Les chiffres impressionnent. Depuis le début de l'épidémie d'Ebola dans l'est de la République démocratique du Congo, des millions de dollars ont été promis par les bailleurs internationaux pour soutenir les opérations de riposte. Pourtant, sur le terrain en Ituri, ces ressources demeurent largement invisibles.
Derrière les promesses rassurantes et les déclarations de solidarité, la réalité est celle d'une lutte menée dans la précarité, avec des équipes sanitaires contraintes d'affronter l'une des épidémies les plus meurtrières avec des moyens manifestement insuffisants.
L'écart entre les promesses et la réalité soulève une question de plus en plus difficile à ignorer. Où se trouvent réellement les financements annoncés avec autant d'insistance par les organisations internationales et l'ensemble de la communauté internationale ?
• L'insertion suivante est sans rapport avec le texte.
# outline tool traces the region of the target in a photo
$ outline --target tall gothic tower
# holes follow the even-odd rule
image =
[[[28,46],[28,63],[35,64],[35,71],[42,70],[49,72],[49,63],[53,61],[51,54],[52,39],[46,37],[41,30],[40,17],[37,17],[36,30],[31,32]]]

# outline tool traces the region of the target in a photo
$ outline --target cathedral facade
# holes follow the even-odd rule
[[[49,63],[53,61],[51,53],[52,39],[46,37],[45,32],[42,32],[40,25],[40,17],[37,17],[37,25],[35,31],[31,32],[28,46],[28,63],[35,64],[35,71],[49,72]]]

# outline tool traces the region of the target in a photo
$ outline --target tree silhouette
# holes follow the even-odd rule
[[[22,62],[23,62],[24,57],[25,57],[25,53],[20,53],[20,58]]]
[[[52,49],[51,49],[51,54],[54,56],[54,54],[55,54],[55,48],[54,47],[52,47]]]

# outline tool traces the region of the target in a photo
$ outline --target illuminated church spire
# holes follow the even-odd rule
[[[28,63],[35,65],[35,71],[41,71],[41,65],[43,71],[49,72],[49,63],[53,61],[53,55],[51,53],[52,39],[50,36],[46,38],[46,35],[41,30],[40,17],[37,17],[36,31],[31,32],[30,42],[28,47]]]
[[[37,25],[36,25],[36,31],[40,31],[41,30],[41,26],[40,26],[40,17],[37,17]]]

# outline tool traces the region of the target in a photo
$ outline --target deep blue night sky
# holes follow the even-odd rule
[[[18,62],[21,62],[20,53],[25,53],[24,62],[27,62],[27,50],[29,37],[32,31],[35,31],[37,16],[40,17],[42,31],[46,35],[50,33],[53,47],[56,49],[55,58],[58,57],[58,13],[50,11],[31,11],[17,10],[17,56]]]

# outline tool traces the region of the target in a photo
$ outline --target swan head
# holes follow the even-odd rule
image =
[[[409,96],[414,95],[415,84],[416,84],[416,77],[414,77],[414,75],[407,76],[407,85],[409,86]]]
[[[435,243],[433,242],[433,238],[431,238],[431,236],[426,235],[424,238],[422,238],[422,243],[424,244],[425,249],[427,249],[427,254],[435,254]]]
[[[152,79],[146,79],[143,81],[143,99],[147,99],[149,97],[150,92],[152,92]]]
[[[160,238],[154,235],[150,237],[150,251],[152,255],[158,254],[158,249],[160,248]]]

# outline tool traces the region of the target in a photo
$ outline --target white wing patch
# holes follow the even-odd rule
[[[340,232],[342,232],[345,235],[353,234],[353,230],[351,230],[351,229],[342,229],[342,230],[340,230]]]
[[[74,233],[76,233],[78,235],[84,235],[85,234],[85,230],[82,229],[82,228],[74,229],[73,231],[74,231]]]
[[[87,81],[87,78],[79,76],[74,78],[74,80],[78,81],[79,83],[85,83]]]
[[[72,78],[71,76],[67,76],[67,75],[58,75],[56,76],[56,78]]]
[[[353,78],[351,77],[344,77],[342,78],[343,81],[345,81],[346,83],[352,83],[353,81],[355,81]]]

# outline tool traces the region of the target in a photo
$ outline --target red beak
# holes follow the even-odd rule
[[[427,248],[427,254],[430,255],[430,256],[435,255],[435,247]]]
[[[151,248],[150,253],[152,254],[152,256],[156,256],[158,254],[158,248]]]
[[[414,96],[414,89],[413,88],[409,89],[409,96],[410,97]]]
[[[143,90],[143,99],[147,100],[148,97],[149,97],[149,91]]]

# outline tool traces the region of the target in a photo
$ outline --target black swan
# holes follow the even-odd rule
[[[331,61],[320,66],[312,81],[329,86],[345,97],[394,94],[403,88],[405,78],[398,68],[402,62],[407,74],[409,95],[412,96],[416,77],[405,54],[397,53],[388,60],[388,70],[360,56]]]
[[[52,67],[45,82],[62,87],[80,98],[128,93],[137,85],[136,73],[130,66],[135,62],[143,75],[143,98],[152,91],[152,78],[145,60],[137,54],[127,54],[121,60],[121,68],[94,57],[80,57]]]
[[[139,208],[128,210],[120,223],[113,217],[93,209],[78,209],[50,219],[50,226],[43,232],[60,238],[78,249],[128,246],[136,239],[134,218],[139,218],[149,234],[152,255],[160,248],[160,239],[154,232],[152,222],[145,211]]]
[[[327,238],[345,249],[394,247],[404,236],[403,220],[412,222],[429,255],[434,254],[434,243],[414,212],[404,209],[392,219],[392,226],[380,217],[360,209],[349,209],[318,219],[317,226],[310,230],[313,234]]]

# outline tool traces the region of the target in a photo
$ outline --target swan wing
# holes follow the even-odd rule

Alors que les populations continuent de vivre sous la menace du virus, les agents de santé, eux, restent confrontés à des pénuries persistantes, à des difficultés logistiques et à des conditions de travail qui ne reflètent en rien l'ampleur des sommes censées avoir été mobilisées.
La situation est d'autant plus préoccupante que ceux qui portent la riposte au quotidien paient un prix extrêmement élevé. Au moins six professionnels de santé ont perdu la vie depuis le début de l'épidémie, a reconnu le ministre de la Santé publique lors de son passage en Ituri.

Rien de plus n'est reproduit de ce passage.